Frequency-adaptive Multi-scale Deep Neural Networks
Jizu Huang, Rukang You, Tao Zhou
TL;DR
The paper tackles the difficulty of learning high-frequency and multi-scale functions with deep nets, proposing frequency-adaptive MscaleDNNs that jointly leverage down-scaling and Fourier-feature insights. It establishes a theoretical error bound for MscaleDNNs and Fourier-feature nets, then introduces a hybrid feature embedding and a posterior error estimate to drive an adaptive training loop that identifies and exploits dominant frequencies. The resulting framework yields two to three orders-of-magnitude improvements over standard MscaleDNNs across Poisson, Heat, Wave, and Schrödinger-type PDEs near the semi-classical limit.

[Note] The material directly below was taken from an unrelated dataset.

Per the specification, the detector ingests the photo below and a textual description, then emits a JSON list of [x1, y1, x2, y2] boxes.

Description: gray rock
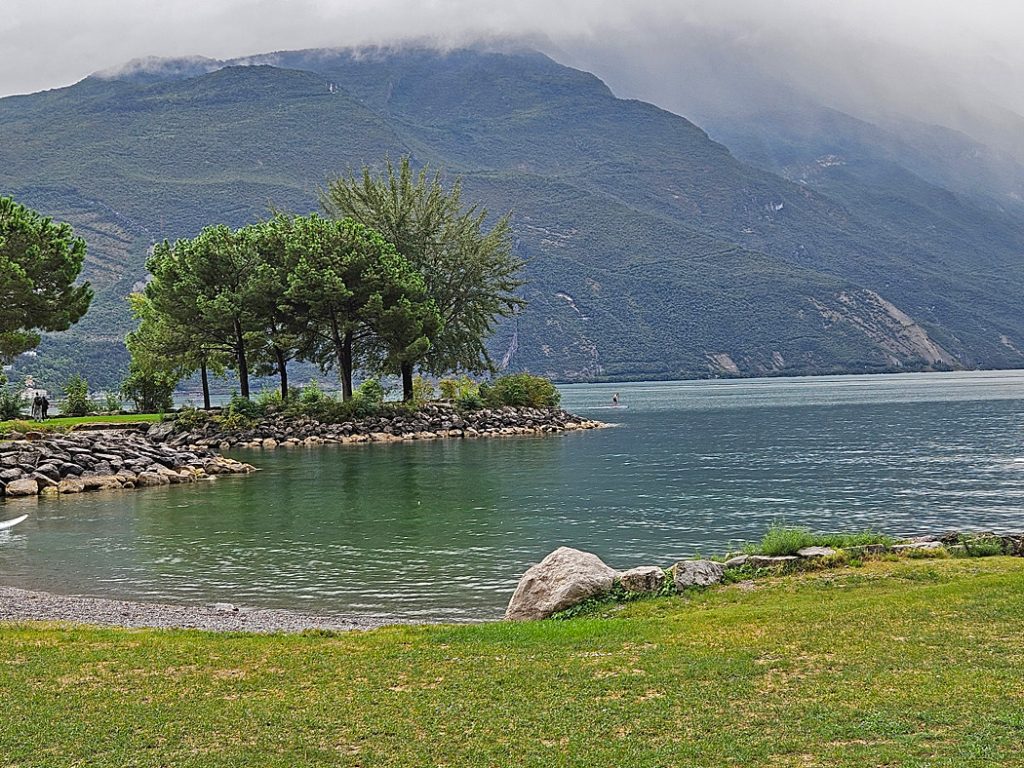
[[846, 544, 888, 556], [32, 472, 57, 490], [797, 547, 836, 558], [618, 565, 665, 595], [36, 464, 60, 482], [82, 474, 121, 490], [57, 475, 85, 494], [505, 547, 615, 621], [672, 560, 725, 590], [746, 555, 800, 568], [4, 477, 39, 497], [135, 472, 171, 487]]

This approach enhances robustness to unknown frequency content and offers a practical pathway for solving complex multi-scale PDEs with neural networks.
Abstract
Multi-scale deep neural networks (MscaleDNNs) with downing-scaling mapping have demonstrated superiority over traditional DNNs in approximating target functions characterized by high frequency features. However, the performance of MscaleDNNs heavily depends on the parameters in the downing-scaling mapping, which limits their broader application. In this work, we establish a fitting error bound to explain why MscaleDNNs are advantageous for approximating high frequency functions. Building on this insight, we construct a hybrid feature embedding to enhance the accuracy and robustness of the downing-scaling mapping. To reduce the dependency of MscaleDNNs on parameters in the downing-scaling mapping, we propose frequency-adaptive MscaleDNNs, which adaptively adjust these parameters based on a posterior error estimate that captures the frequency information of the fitted functions. Numerical examples, including wave propagation and the propagation of a localized solution of the schr$\ddot{\text{o}}$dinger equation with a smooth potential near the semi-classical limit, are presented. These examples demonstrate that the frequency-adaptive MscaleDNNs improve accuracy by two to three orders of magnitude compared to standard MscaleDNNs.